CT shines as cardiac triage tool in the ER

November 30, 2005

Multislice CT may someday save thousands of patients the worry and bother of a hospital stay to determine whether their chest pain is caused by acute cardiac syndrome.

Multislice CT may someday save thousands of patients the worry and bother of a hospital stay to determine whether their chest pain is caused by acute cardiac syndrome.

Preliminary results from two studies provided convincing evidence that adding coronary artery CT angiography improves initial triage of patients normally evaluated with ECG and enzyme markers. The studies were presented Tuesday at the RSNA meeting.

Inaccurate testing for chest pain costs hundreds of millions of dollars in unnecessary hospitalization, according to Dr. Udo Hoffmann, director of cardiac CT research at Massachusetts General Hospital. Despite conservative practice, initial clinical and lab examinations miss 1% of acute cardiac syndrome (ACS) cases. Misdiagnosis constitutes 20% of emergency department malpractice costs, he said.

Hoffmann's study of 40 nonconsecutive patients with chest pain suggests that 64-slice CT is well suited for the role. CT findings were positive in seven patients. At least one significant stenosis was detected. The presence of stenosis was excluded in 26 patients, and results were inconclusive for seven patients. Five patients developed ACS during hospitalization. Thirty-five patients did not have ACS.

Investigators shifted from a 16-slice to a 64-slice device midway through the trial. The superior image quality made possible with 64-slice CT compared to 16-slice CT was reflected in the 100% sensitivity to ACS demonstrated with the 64-slice scanner, Hoffmann said. Specificity was 88%. Negative predictive value was 100%.

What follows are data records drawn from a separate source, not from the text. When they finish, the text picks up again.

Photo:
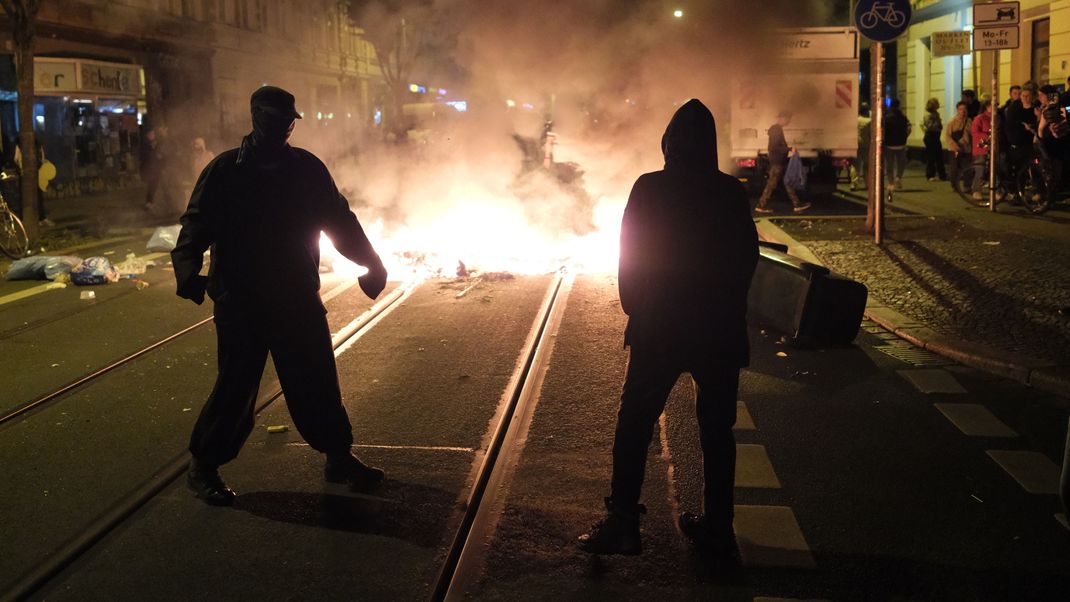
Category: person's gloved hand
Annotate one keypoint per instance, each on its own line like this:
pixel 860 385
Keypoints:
pixel 373 281
pixel 195 291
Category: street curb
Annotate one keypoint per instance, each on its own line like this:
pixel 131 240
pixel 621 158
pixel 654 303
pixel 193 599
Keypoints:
pixel 1037 373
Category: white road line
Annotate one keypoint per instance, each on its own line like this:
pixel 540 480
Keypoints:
pixel 753 467
pixel 975 420
pixel 1035 472
pixel 769 536
pixel 933 381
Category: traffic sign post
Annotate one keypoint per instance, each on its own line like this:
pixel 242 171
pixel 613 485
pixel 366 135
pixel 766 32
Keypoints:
pixel 881 20
pixel 995 28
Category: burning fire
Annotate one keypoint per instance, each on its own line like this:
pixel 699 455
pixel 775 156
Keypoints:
pixel 486 235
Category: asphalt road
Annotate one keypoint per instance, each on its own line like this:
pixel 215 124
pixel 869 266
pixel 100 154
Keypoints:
pixel 852 484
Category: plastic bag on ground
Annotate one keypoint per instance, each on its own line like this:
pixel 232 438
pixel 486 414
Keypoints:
pixel 94 271
pixel 132 265
pixel 164 238
pixel 41 267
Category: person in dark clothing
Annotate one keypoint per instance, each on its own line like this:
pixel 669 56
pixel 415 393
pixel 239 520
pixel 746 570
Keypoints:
pixel 688 251
pixel 1021 126
pixel 897 129
pixel 973 105
pixel 933 127
pixel 779 152
pixel 261 207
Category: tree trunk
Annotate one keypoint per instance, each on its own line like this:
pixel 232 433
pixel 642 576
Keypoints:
pixel 26 139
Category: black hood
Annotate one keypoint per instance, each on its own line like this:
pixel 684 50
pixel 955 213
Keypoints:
pixel 690 139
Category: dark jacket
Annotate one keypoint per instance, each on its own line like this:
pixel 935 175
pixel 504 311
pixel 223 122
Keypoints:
pixel 1015 117
pixel 263 226
pixel 778 145
pixel 688 250
pixel 897 128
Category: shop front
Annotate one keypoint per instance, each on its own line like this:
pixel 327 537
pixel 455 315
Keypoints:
pixel 87 117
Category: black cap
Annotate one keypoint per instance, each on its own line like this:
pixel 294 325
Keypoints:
pixel 274 101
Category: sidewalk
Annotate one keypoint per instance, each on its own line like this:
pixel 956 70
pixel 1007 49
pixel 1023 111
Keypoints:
pixel 988 290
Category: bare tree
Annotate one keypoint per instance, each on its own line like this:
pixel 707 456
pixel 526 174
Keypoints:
pixel 24 16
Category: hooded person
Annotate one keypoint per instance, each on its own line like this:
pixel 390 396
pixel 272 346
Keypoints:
pixel 688 251
pixel 261 209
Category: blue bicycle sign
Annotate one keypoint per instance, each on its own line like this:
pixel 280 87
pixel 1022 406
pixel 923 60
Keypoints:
pixel 882 20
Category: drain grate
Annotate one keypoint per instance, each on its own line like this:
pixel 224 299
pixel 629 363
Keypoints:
pixel 912 354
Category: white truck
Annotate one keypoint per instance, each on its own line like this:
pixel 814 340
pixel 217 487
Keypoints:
pixel 816 79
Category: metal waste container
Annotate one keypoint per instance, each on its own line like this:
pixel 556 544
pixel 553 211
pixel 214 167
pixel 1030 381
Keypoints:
pixel 808 303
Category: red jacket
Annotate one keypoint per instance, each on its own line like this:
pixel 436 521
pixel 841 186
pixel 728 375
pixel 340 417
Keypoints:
pixel 980 132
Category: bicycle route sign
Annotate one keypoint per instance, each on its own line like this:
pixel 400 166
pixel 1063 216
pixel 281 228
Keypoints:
pixel 882 20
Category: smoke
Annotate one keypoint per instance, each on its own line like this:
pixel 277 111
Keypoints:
pixel 608 73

In 20% of the patients who underwent coronary angiography, CT correctly detected the presence of stenosis in four patients and ruled out a stenosis in two patients. Overall, only seven of the 30 patients would have been admitted to the hospital without missing a patient with ACS. Patients would have been discharged an average of 22 hours earlier because of the CT evaluation, and two angiograms would have been avoided, Hoffmann said.

Results from a similar trial conducted by Dr. Tamar Gaspar at Carmel Medical Center in Haifa, Israel produced equally encouraging findings. In her study of 54 patients who entered the emergency department with chest pain of unknown etiology, 64-slice CT altered the initial evaluation based on ECG and enzyme biomarkers in almost half of the patients.

Planned hospitalization was canceled for eight of 24 patients, and nine recommended interventions were postponed. However, coronary artery disease was found in four patients who were cleared on their clinical findings. In three cases, the CT results were confirmed during intervention. No adverse evidence was identified among any of the subjects after six months

"On a preliminary basis, it has been shown it is possible to study these patients in the emergency room on an outpatient basis," said session co-moderator Dr. Martin Lipton. "It is possible to determine whether they have significant stenosis of one or more vessels using 64-slice CT. That means the patients can either go home knowing they don't have coronary artery disease, or they can be admitted promptly to the hospital and follow the normal pattern of evaluation for ischemic heart disease."

Large randomized trials are needed to confirm these results before they may be integrated into routine practice, according to Hoffmann. Expanded protocols that include evaluation of plaque, for example, are also under consideration, and may extend the use of CT to triaging patients for suspected myocardial infarction, he said.